New Delhi: Notwithstanding NIA slapping murder charge against two Italian marines, India will honour the assurance given to Italy that the duo will not face death penalty for allegedly killing two fishermen off Kerala coast.
The National Investigation Agency (NIA) will not press for death sentence against the marines -- Massimiliano Lattore and Salvatore Girone -- as per the assurance given by India to Italy even if they are convicted of murder.
"We will honour whatever assurance given to Italy," Union Home Secretary RK Singh told reporters here Monday.
On March 22, after the return of the marines from Italy, External Affairs Minister Salman Khurshid had told Parliament that India has given an assurance to that country that the two will not face death penalty nor will they be liable for arrest if they return by the deadline set by the Supreme Court.
India had given the assurance after clarifications were sought by Italy on death penalty which was a "concern" to that country.
Khurshid had also said "...According to well-settled Indian jurisprudence, this case would not fall in the category of matters which attract death penalty, that is to say the rarest of rare cases.
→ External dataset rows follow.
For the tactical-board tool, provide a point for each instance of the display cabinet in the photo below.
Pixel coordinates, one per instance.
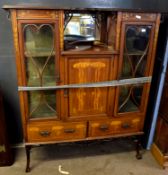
(83, 74)
(160, 145)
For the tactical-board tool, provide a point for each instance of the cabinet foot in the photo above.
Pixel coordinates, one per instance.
(138, 148)
(28, 148)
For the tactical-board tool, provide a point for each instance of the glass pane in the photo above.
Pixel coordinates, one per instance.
(42, 104)
(135, 51)
(130, 98)
(39, 54)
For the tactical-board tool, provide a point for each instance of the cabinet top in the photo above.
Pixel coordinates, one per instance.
(114, 5)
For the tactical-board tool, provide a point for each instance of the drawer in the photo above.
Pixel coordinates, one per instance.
(114, 127)
(55, 132)
(34, 14)
(139, 16)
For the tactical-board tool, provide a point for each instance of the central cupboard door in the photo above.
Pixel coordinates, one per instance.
(39, 41)
(89, 102)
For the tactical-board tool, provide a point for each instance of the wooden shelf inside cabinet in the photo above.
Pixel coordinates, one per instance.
(90, 51)
(39, 54)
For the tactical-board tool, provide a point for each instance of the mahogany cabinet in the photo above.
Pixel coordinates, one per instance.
(83, 74)
(6, 155)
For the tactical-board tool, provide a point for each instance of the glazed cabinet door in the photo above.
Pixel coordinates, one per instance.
(39, 41)
(136, 56)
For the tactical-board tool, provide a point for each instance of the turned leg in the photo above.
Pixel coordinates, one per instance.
(138, 147)
(28, 148)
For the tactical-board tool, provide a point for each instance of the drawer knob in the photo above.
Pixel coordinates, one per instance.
(104, 127)
(45, 133)
(69, 130)
(126, 125)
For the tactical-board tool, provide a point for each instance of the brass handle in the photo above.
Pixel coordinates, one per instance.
(104, 127)
(69, 130)
(45, 133)
(58, 79)
(126, 125)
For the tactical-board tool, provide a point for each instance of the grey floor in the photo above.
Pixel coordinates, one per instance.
(108, 157)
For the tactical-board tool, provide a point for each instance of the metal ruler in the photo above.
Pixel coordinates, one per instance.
(124, 82)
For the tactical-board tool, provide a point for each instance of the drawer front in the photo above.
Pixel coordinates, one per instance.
(105, 128)
(37, 14)
(51, 132)
(139, 16)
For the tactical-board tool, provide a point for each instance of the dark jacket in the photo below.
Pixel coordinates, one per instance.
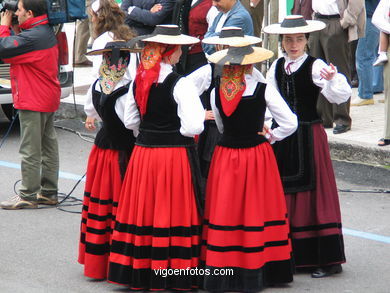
(237, 16)
(141, 19)
(33, 55)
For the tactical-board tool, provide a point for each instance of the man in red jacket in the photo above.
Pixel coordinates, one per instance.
(33, 55)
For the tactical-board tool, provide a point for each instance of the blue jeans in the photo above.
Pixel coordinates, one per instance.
(370, 77)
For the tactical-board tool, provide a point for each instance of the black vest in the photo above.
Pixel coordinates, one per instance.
(113, 134)
(299, 90)
(160, 125)
(242, 126)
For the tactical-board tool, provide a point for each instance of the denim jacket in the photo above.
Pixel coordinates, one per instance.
(237, 16)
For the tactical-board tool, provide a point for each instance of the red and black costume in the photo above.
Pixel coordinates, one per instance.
(106, 168)
(307, 174)
(158, 225)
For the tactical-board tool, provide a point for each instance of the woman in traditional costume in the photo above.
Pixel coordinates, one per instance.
(303, 158)
(113, 144)
(246, 242)
(158, 222)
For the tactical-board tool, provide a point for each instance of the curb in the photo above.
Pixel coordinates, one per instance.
(358, 153)
(339, 150)
(70, 111)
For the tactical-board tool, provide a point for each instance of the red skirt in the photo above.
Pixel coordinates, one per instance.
(314, 215)
(246, 226)
(102, 189)
(157, 224)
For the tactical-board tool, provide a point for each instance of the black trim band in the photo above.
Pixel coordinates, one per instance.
(245, 228)
(179, 231)
(245, 249)
(154, 253)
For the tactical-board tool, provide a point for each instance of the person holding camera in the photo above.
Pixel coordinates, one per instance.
(33, 55)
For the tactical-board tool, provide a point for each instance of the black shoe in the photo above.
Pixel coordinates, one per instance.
(327, 271)
(339, 128)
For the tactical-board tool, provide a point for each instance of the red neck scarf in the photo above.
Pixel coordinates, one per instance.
(232, 86)
(148, 71)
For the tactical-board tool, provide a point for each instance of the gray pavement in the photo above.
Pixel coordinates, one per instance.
(358, 145)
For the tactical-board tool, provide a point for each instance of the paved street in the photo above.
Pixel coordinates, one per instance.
(38, 248)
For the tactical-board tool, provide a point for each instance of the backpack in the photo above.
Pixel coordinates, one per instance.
(62, 11)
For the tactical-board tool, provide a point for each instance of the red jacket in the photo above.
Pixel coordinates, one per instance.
(33, 55)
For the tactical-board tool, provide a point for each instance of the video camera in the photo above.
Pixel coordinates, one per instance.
(58, 11)
(11, 5)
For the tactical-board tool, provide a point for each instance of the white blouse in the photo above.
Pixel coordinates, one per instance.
(189, 109)
(325, 7)
(337, 90)
(381, 18)
(286, 119)
(99, 43)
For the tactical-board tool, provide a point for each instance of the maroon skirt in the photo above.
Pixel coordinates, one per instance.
(246, 227)
(314, 215)
(102, 189)
(158, 224)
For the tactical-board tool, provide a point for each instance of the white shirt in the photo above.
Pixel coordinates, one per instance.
(325, 7)
(99, 43)
(286, 119)
(189, 106)
(336, 90)
(201, 78)
(211, 14)
(380, 18)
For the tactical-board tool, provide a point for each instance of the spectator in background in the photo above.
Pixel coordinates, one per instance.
(231, 13)
(256, 11)
(33, 56)
(303, 7)
(345, 22)
(113, 144)
(370, 77)
(381, 19)
(144, 15)
(83, 33)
Therefore, there need not be any apprehension in this regard".
NIA has submitted an FIR before a Special NIA court booking the marines under sections 302 (murder), 307 (attempt to murder), 427 (mischief) along with section 34 (common intent) of IPC.
NIA has also booked them under the Suppression of Unlawful Acts Against Safety of Maritime Navigation and Fixed Platforms on Continental Shelf Act, 2002. Under this Act, offence of murder is punishable with death sentence.
Official sources said charges slapped in the FIR can be dropped when the charge sheet is filed if no substantive evidence is found against the accused.
The Supreme Court had on January 18 said the marines on board 'Enrica Lexie', accused of killing the two fishermen in February last year, be shifted to Delhi and be under the 'custody' of the apex court till the Centre constitutes a special court to hold their trial.
The incident had taken place at a distance of about 20.5 nautical miles from the coastline of Kerala and, therefore, it had not occurred within the territorial waters of the coastline of Kerala state but within the Contiguous Zone over which the state police of Kerala ordinarily has no jurisdiction, the court had said.
The Italian government had a fortnight ago reversed its earlier decision not to send back to India the two marines who had gone to Italy to cast votes in elections there.
Italy had reneged on its assurance to the Supreme Court on sending back the marines but later gave in after the Indian government and the apex court took a firm stand with New Delhi warning that ties with Rome could be downgraded.